Well, this was unexpected.
In news sure to shock the metal community, it turns out Meg White has been out of the limelight since the White Stripes broke up because she has been plotting big things…becoming the new “Number 1″ in Slipknot. It turns out White has always been a metal fan and that the mask will help her acute anxiety.

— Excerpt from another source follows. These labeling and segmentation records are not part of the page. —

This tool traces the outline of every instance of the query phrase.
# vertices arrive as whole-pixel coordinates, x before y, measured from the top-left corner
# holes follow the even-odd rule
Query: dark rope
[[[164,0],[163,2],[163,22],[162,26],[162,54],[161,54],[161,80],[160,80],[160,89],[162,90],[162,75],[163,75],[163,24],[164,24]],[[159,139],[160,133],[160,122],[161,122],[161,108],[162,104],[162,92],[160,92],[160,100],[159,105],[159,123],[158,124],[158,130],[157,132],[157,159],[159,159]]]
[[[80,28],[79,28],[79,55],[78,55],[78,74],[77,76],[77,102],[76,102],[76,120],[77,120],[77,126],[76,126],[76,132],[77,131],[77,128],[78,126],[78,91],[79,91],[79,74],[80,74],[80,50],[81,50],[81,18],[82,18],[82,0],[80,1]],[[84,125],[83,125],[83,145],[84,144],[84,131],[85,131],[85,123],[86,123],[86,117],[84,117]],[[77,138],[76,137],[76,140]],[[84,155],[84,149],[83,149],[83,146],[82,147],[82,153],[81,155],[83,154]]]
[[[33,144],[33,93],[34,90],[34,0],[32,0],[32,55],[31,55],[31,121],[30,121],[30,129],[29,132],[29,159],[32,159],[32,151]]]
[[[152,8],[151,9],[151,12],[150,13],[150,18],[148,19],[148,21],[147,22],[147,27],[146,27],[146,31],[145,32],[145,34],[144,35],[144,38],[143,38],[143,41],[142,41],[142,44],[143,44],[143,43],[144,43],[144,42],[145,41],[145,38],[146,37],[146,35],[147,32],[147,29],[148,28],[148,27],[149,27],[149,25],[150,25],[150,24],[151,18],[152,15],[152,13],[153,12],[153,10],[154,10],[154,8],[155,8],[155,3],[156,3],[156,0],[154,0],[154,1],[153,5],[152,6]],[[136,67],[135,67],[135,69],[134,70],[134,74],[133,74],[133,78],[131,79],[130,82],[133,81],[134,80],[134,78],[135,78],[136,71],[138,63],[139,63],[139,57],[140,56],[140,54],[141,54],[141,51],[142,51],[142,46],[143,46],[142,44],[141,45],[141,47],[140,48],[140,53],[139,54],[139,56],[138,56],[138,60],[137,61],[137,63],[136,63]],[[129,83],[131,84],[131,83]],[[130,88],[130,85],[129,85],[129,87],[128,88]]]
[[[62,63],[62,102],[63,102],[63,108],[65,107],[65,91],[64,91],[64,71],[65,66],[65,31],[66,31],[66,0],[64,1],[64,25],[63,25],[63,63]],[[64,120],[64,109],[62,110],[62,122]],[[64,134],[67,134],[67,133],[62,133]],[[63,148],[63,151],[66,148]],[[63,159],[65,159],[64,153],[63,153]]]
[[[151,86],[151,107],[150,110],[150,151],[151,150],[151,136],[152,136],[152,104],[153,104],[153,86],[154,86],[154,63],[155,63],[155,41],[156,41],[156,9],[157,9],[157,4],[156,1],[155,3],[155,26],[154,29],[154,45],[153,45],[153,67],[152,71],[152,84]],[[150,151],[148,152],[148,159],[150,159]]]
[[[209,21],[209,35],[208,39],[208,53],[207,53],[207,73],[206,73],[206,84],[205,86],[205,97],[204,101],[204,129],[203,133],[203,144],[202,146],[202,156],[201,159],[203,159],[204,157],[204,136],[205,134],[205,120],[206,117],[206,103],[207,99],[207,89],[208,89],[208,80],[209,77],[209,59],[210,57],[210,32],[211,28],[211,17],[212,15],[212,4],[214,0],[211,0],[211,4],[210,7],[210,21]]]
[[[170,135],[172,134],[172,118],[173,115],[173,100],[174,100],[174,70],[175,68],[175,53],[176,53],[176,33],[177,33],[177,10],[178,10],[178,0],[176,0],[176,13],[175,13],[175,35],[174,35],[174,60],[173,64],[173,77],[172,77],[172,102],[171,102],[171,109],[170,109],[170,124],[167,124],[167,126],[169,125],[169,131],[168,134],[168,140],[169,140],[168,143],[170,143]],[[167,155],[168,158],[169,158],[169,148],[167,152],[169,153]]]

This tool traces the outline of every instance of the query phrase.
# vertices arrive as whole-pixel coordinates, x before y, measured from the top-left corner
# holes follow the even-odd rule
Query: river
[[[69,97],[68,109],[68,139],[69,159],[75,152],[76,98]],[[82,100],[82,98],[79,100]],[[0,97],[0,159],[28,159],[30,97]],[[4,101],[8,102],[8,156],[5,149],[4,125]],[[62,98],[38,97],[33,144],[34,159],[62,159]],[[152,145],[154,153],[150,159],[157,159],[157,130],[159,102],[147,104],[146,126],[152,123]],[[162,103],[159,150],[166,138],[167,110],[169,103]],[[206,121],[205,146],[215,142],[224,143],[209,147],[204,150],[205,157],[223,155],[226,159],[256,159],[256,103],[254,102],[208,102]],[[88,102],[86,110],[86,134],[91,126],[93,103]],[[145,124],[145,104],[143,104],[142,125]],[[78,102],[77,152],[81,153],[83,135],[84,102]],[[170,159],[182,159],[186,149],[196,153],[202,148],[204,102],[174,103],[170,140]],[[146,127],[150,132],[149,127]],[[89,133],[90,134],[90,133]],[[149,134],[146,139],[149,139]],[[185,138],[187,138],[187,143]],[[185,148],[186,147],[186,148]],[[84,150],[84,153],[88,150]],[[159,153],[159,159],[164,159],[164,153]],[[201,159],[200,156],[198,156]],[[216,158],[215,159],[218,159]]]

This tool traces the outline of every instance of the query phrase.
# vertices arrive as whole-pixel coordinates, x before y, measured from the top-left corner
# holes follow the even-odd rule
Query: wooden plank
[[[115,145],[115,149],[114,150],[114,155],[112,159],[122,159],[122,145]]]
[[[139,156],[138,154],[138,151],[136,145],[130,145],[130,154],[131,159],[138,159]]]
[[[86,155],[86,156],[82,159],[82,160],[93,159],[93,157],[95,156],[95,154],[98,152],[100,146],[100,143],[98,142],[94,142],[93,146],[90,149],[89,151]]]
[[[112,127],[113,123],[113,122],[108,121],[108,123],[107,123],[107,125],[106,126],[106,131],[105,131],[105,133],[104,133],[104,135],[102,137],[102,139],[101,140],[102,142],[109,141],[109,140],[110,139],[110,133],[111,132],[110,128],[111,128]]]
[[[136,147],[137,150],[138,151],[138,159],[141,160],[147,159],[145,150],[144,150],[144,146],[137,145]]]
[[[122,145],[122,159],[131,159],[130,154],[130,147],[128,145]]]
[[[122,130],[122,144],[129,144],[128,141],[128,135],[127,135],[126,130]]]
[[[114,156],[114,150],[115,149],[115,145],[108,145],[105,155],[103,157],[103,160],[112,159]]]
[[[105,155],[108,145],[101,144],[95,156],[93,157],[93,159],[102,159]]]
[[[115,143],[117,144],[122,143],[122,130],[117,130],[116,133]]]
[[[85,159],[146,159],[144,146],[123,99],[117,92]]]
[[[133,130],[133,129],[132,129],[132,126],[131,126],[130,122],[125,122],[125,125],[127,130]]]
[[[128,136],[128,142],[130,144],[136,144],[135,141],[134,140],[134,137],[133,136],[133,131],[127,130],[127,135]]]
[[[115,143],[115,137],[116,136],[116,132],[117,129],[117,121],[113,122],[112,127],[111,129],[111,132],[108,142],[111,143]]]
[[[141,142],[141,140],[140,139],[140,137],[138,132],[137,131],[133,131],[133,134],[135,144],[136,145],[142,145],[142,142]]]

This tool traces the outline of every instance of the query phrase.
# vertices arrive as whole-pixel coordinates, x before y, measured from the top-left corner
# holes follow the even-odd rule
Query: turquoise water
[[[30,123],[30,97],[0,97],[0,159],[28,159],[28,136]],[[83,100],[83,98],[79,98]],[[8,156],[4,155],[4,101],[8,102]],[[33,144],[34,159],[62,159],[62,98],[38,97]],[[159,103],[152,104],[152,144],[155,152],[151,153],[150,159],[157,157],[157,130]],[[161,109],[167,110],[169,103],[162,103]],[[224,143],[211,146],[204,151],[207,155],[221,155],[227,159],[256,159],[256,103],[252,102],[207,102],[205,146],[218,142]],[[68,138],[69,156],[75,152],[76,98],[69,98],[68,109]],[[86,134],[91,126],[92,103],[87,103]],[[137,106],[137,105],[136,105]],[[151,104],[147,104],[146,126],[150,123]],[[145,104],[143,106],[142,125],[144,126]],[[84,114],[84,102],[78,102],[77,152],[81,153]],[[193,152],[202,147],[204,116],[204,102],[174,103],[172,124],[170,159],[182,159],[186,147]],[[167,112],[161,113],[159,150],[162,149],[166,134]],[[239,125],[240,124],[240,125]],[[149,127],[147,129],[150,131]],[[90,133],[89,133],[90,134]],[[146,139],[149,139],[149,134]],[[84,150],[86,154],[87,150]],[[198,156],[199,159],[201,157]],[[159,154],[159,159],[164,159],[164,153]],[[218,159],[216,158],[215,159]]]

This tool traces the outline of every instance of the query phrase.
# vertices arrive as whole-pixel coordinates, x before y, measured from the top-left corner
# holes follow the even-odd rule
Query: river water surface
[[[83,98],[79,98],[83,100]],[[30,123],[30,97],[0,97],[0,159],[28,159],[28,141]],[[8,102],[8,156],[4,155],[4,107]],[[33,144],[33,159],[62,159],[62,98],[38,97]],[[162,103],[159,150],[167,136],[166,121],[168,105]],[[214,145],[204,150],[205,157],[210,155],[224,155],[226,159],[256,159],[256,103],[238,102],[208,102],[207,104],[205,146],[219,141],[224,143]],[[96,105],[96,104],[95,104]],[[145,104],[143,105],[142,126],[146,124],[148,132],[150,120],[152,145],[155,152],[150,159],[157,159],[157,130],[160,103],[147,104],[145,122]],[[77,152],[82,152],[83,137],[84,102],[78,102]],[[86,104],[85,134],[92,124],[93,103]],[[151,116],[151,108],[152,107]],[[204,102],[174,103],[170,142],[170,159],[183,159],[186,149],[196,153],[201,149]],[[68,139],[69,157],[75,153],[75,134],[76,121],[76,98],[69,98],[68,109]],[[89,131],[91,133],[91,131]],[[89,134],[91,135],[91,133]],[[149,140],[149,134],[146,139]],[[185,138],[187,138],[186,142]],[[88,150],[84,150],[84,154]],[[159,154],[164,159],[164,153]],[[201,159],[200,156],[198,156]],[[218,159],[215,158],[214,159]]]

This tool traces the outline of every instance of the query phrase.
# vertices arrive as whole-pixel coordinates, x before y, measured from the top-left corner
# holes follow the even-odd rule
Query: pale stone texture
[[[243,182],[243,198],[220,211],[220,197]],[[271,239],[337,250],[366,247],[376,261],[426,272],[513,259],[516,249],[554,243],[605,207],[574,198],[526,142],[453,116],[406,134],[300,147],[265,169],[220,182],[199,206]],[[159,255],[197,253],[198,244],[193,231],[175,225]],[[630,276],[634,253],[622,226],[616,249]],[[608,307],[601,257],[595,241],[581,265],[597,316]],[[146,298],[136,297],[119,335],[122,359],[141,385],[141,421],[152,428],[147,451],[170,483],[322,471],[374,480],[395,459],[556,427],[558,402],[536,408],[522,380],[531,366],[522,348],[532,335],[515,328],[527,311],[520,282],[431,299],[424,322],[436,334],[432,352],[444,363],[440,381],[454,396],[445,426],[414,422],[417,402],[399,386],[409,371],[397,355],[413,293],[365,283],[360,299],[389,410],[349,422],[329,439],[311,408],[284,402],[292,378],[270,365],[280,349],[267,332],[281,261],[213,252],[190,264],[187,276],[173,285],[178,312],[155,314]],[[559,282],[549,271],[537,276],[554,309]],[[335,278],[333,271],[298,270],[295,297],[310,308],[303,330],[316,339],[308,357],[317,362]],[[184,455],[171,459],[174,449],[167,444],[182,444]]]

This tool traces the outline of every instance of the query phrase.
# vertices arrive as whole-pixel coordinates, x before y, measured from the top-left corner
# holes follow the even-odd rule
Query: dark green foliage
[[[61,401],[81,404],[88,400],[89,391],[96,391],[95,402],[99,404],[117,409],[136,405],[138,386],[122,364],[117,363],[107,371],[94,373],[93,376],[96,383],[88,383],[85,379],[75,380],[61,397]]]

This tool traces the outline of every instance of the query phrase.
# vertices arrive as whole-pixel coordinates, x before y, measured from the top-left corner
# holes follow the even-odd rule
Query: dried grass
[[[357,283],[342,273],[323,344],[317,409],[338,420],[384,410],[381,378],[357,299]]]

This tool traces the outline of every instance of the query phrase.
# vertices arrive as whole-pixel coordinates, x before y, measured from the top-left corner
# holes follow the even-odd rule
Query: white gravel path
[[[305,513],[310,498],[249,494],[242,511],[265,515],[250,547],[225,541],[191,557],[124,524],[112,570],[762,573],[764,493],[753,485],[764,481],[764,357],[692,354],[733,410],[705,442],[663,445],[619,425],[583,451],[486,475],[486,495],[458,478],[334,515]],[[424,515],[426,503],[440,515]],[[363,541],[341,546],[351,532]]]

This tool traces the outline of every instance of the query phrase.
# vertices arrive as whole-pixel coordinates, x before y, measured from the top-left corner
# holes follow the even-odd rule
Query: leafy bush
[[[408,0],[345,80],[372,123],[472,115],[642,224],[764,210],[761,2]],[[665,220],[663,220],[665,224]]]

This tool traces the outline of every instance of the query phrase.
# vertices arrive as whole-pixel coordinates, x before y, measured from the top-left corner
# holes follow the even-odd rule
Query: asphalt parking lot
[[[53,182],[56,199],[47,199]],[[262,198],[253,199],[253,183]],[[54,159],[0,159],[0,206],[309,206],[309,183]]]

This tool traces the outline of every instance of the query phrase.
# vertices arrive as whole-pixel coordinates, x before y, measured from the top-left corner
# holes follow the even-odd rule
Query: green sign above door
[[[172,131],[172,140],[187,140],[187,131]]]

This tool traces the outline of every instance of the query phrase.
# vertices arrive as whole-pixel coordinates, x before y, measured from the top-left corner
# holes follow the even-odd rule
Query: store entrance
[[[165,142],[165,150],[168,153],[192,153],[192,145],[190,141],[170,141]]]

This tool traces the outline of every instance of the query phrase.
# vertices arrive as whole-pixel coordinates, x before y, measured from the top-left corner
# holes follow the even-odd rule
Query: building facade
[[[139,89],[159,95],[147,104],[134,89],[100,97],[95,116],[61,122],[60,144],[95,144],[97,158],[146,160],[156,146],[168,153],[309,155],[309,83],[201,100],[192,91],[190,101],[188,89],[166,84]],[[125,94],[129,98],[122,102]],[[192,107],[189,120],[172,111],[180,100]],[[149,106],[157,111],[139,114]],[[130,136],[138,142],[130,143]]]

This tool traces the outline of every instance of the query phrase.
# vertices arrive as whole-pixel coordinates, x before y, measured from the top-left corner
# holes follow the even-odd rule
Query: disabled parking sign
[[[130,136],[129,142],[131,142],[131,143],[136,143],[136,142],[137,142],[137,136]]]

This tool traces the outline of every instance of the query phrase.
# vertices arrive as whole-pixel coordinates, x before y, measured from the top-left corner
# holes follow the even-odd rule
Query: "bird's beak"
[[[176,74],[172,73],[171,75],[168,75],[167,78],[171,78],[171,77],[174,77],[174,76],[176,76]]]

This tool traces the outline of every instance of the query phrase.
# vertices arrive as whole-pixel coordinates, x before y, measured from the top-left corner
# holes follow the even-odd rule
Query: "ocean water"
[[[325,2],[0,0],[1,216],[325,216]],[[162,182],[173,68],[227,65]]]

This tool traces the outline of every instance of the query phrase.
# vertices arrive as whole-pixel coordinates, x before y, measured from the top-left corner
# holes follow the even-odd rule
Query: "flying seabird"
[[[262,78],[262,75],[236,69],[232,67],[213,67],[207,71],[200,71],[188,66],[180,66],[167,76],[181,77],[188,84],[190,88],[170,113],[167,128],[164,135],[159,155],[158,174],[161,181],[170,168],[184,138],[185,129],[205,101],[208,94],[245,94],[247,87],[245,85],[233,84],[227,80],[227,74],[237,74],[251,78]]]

Comments Meg (turning down the Black Keys and putting down her Alison Mosshart voodoo doll):
“Maggots are white. How’s that for starters! I just wanted to call our 5th Stripes album ‘Satan’ but Jack insisted on adding the “get behind me…” part. Now Behemoth are getting all this press for ‘The Satanist’. I could fucking murder somebody. You want to hear an Icky Thump!? How about I smash you over the head with this tiny red drum kit! But yeah, that was the start of the end. It really caused a rift between me and Jack. I wanted to bring in elements to the Stripes to show where the blues eventually evolved…ass thudding metal! Throw in a Krokus or W.A.S.P. cover. But no! Jack was so always busy making guitars out of bird feeders. Well now I am “Number1″ in reality! Bitches will finally get to hear my speed and brutal finesse.”
According to sources (a dream I had), Meg has already penned a few contributions for the top secret next ‘Knot release. Working titles include “Raconteurs = Shit” and “Black Orchid”. Personally, I adore Meg and think this is going to be a lot of fun.